An Arizona-based aerospace company announced Thursday it will launch commercial missions from the Mid-Atlantic Regional Spaceport at NASA Wallops Flight Facility in Virginia.
Vector Space Systems officials and Virginia Secretary of Transportation Aubrey Layne announced during a demonstration of the Vector-R launch vehicle at Launch Pad 0-B on Wallops Island that Vector has contracted to conduct three commercial orbital missions in the next two years from the Wallops spaceport, with an option for five additional launches.
"The addition of Vector as the newest customer at the spaceport helps establish Wallops Island in Virginia as a leading industry hub and a great way to maximize economic impact for our citizens here on the Eastern Shore," Layne said.
The company is working with the spaceport on a launch schedule that gets it flying to orbit by next summer, according to John Garvey, chief technology officer of Vector Space Systems.
Garvey said the company is "trying to take the best of what works at a big level — but sometimes you can tailor it at a smaller level to optimize it in a better way."
The Vector-R rocket is a small launch vehicle designed for frequent nanosatellite payload launches weighing up to 66 kilograms, according to a NASA news release.
The rocket is designed for more than 100 flights per year.
Vector's objective is to provide quick access to space for commercial customers.
"They want to go yesterday, and that's the time frame we're working on. And that's what we're offering, is dedicated launch, so that, when those customers sign up, they can go in a matter of days or months, not two years," Garvey said.
While the initial agreement is for three launches and an option for five more, Garvey said that "if we hit our business plan, we will blow through that much quicker than two years ... We hope we're coming back to Dale (Nash, executive director of the spaceport) saying, 'Hey, we need another 10 launches in the next three months' ... That's the type of stuff we're looking at."
The ability to accommodate such a quick turnaround and so many launches is "a major reason why we're here," he said, noting the Mid-Atlantic Regional Spaceport staff "get it."
"We need flexibility, we need to be able to move fast, we need certainty," is what Vector hears from its customers, Garvey said, adding, "There's only very few (launch sites) that have the ability to act that way — and this is one of those."
The company hopes to show it can launch "in a day, or half a day,", if needed, from Wallops.

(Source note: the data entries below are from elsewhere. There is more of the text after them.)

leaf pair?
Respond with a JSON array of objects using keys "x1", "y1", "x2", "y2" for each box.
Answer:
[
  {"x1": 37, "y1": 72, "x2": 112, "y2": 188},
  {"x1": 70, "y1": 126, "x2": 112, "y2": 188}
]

"The Commonwealth's support for space is evident in the continued investment in infrastructure here at Wallops," Layne said, noting the development over the past few years of two launch pads and an unmanned aerial systems airfield on Wallops Island, as well as of Wallops Research Park on the mainland.
Layne also serves as chairman of the Virginia Space Flight Authority Board of Directors.
The state has "a clear objective of attracting new businesses" in the space industry, he said.
"We have over $150 million, and climbing, of investment here at Wallops, and we want to make sure that our citizens see a return, so we're putting together a business plan that uses those facilities," he said.
"It's not just about going to the space station, which we do with our partners at Orbital — but we're prepared for the future with unmanned systems," he said, adding, "It's really great to see that Virginia's at the vanguard of this ... We want to develop a world-class asset here at Wallops Island."
That asset development will include construction of a new, dedicated payload facility on Wallops Island, which will help companies like Vector get payloads on their rockets more quickly, Layne said.
"This Vector rocket is a very revolutionary idea — it is faster, it is very capable, it's almost elegant in its simplicity," said Dale Nash, Virginia Space executive director.
"Smaller rockets in large quantity is right in our wheelhouse of strength," Nash said of the spaceport and its new relationship with Vector.
Bill Wrobel, executive director of NASA Wallops Flight Facility, said small satellites, such as the payloads Vector will carry on its rockets, have become more and more viable from a science research perspective.
"We're, no kidding, doing bona fide science on these small platforms now ... that's the shape of things to come," he said.
Vector Space Systems is one of the ways "those small launchers will be able to get into orbit," Wrobel said.